Los problemas son una parte muy normal del crecimiento de los jóvenes; aquel niño hermoso, cariñoso, considerado y obediente que usted conoció, ¡no tiene retorno! Por eso, es importante informarnos e interesarnos en cómo poder ayudarlos y empezar a entender qué es lo que están necesitando. Ayudarlo en esta etapa definitoria del crecimiento tiene que ver con lo que hicimos antes de llegar a ella.
¿No podemos educar a nuestro hijo preadolescente? ¿Nuestra autoridad se ve cuestionada? Claro que sí, es parte del desafío que le representa esta edad, pero aun así debemos seguir poniendo límites, porque es lo que ellos siguen necesitando y pidiendo a pesar de que manifiesten lo contrario.
¡Pero empecemos antes! La responsabilidad no nace en la preadolescencia, la capacidad de elegir no nace en la preadolescencia, la independencia no nace en la preadolescencia, sino que allí se manifiestan, allí comienzan a brotar, allí empiezan a crecer y desarrollarse desenfrenadamente. ¿Hacia dónde? Eso es los que nos preocupa a padres, docentes y líderes que trabajan con ellos.

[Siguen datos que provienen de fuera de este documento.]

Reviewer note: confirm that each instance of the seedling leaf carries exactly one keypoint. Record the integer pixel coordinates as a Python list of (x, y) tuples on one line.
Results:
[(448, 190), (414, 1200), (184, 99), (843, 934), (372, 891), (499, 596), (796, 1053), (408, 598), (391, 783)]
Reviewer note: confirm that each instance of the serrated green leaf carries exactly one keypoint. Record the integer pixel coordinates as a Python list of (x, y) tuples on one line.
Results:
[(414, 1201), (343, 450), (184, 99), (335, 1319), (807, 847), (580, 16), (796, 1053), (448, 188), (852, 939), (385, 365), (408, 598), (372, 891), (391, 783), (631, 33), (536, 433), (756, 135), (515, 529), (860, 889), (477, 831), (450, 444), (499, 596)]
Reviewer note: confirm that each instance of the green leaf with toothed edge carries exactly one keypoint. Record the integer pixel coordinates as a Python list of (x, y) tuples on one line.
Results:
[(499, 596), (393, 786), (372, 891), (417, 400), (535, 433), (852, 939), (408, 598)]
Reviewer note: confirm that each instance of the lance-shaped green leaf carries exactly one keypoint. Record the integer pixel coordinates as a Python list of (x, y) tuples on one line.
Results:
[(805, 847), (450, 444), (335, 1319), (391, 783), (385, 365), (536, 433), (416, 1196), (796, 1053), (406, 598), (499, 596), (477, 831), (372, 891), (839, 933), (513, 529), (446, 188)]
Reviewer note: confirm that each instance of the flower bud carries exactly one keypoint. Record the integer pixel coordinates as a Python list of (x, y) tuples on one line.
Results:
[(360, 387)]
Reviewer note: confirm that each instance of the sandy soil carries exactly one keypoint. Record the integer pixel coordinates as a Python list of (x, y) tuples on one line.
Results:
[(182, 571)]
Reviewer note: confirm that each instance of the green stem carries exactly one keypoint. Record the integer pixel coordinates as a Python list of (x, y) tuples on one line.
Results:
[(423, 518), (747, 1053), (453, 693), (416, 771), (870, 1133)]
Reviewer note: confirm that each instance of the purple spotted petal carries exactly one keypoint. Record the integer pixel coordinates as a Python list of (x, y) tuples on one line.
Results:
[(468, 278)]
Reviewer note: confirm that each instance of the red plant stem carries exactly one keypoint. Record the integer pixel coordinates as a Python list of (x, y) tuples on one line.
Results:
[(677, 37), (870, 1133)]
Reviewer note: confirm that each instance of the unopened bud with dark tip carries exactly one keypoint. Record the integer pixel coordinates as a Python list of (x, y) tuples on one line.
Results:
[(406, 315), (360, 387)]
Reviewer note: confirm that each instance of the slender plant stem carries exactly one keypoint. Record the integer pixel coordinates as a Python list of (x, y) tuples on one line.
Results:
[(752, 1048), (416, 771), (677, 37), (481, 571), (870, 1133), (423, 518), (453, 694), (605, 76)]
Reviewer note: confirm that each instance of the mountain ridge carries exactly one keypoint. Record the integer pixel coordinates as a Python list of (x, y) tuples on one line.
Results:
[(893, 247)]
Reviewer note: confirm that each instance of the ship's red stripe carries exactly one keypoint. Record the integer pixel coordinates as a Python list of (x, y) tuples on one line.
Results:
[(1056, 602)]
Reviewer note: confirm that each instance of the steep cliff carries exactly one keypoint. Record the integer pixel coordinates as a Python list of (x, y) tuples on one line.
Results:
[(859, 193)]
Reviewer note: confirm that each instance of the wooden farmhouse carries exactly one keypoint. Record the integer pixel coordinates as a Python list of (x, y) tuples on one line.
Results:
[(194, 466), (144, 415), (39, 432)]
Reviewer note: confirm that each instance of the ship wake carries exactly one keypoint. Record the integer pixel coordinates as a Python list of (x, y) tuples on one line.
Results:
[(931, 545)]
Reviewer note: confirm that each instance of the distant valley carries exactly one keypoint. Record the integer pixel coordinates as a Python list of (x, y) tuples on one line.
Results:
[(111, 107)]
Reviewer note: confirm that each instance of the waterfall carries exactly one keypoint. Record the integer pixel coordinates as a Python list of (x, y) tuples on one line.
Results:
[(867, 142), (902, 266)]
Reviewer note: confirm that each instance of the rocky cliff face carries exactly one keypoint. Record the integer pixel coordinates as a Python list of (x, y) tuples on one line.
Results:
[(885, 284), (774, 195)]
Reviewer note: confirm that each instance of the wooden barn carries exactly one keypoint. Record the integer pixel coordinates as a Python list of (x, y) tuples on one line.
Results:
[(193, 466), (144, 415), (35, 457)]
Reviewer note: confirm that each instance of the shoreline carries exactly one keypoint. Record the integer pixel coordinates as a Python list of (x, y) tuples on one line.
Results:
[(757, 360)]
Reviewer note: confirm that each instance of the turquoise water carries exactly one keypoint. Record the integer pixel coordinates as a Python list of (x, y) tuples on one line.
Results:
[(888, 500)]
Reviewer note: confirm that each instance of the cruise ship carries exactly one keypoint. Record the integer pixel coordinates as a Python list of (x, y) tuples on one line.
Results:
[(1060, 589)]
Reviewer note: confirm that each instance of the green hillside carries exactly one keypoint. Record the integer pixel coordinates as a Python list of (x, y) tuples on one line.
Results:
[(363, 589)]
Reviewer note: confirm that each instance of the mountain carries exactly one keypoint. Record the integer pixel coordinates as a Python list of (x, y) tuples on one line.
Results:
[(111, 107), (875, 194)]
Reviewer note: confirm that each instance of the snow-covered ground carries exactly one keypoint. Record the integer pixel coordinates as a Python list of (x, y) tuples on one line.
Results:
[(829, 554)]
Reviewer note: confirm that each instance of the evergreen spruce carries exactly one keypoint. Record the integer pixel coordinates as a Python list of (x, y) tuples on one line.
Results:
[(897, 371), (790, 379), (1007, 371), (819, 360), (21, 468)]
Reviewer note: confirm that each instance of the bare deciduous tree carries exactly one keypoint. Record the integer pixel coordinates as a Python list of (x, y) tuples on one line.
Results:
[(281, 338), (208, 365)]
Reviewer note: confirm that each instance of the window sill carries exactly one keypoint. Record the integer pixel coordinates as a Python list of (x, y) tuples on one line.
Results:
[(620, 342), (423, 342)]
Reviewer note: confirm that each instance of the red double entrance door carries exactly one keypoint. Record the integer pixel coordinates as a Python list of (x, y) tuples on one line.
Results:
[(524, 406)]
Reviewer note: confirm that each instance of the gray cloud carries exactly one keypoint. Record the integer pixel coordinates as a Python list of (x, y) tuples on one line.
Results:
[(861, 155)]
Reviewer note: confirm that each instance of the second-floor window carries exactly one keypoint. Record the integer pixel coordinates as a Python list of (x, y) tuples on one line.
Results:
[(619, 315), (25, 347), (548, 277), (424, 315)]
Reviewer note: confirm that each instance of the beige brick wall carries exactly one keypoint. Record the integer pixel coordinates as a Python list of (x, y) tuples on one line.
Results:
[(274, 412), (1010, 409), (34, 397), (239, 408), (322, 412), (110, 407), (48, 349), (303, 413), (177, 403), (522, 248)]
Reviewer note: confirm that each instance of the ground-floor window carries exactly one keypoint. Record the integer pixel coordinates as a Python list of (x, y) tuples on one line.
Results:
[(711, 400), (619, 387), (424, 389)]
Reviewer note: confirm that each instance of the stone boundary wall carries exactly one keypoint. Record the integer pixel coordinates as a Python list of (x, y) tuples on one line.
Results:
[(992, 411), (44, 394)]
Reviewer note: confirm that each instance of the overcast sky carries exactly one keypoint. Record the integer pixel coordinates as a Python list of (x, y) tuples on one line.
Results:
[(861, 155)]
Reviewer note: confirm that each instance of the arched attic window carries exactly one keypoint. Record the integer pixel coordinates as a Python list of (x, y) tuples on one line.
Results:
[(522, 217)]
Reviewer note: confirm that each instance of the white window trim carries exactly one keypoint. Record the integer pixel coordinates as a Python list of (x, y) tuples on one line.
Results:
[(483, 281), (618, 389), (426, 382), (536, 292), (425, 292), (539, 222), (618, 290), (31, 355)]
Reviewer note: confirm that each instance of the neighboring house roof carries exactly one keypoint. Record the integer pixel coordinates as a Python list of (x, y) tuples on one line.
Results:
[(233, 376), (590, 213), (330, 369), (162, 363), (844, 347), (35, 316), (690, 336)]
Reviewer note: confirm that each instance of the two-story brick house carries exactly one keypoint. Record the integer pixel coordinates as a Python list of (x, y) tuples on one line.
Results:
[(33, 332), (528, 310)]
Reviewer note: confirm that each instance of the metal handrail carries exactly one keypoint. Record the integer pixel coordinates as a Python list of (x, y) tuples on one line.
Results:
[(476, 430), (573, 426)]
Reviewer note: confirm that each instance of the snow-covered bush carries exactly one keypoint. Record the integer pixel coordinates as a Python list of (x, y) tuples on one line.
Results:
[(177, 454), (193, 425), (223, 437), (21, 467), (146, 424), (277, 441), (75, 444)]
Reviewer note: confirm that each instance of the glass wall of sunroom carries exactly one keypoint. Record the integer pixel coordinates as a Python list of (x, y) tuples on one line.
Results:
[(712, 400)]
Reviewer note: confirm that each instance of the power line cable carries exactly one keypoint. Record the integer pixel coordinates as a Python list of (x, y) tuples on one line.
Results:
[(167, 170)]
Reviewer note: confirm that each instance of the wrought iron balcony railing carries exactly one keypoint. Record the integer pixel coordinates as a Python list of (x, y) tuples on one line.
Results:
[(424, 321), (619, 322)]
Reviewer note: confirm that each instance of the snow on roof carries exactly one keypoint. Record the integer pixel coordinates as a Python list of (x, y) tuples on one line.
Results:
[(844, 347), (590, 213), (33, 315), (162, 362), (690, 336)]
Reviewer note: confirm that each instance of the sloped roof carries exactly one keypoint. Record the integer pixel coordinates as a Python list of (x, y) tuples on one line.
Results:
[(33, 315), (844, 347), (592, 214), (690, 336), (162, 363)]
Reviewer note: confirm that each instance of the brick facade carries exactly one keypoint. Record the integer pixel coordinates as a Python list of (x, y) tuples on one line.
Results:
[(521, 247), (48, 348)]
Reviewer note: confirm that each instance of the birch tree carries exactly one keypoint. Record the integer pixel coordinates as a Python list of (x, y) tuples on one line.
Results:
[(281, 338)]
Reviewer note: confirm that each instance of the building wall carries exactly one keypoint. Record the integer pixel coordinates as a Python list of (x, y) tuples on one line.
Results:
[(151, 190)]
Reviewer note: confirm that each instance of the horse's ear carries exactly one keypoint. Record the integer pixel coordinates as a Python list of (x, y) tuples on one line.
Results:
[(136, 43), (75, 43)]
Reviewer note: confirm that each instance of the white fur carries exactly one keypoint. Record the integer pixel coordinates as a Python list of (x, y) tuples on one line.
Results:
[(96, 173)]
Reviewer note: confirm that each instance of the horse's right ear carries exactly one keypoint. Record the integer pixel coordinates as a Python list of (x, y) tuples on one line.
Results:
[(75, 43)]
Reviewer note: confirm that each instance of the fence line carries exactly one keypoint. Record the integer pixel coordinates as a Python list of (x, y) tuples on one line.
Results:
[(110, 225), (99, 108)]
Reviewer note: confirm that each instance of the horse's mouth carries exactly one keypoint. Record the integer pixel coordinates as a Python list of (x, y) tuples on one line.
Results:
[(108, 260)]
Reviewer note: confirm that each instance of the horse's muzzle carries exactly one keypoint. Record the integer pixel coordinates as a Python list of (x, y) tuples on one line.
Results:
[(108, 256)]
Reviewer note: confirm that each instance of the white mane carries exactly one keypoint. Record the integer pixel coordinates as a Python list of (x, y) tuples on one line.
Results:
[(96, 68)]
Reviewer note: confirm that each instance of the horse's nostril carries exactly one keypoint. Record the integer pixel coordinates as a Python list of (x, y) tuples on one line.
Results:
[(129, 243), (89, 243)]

Como todo brote, eso va a depender de las medidas que hayamos tomado antes: va a depender de haber tenido en cuenta qué sembramos en nuestros hijos desde su niñez temprana, va a tener que ver con aquellos «tutores» que hemos elegido para ayudar a nuestra pequeña planta antes de que se convierta en árbol.
Muchos padres llegan a nuestra escuela preocupados por sus hijos a la edad de 11 o 12 años o pensando en prever el fracaso en su ingreso a la escuela secundaria y buscando un ambiente que sea contenedor para su hijo en esta etapa, y muchas veces se llega tarde.
Preocuparnos por comprender la situación difícil que atraviesa el preadolescente es muy importante; tratar de entenderlo y mantener un diálogo fluido con ellos también lo es. Pensar en la educación, en los amigos y en el contexto en donde transite esta etapa difícil es fundamental.
Sobre todas las cosas, necesitamos prever. Como decíamos antes, cuando todavía son niños bellos, cariñosos y alegres que se deslumbran por todo lo que hacen papá y mamá como superhéroes, ese es el tiempo para hablar —porque aún nos escuchan—, es el tiempo para medir bien cómo invertimos las horas con nuestros hijos, es el tiempo para pensar en qué ámbito están creciendo, con quiénes están relacionándose en la escuela, qué amistades están formando, qué valores están recibiendo de sus docentes.
Este es el tiempo de cuidar nuestra planta y afirmar sus tutores, para que cuando surja el brote vertiginoso que lo lleva a convertirse en árbol hayamos puesto bases firmes.
Vamos a transitar la turbulencia de la edad; ¡es un proceso inevitable en padres e hijos! Vamos a ver al árbol agitarse con el viento, sufrir los rayos penetrantes del sol del verano, soportar el frío crudo del invierno; pero si desde la niñez hemos atendido qué semillas plantamos, qué valores fundamos, qué amistades y líderes los influyeron, podremos disfrutar al contemplar sus frutos, y luego sí, descansar bajo su sombra.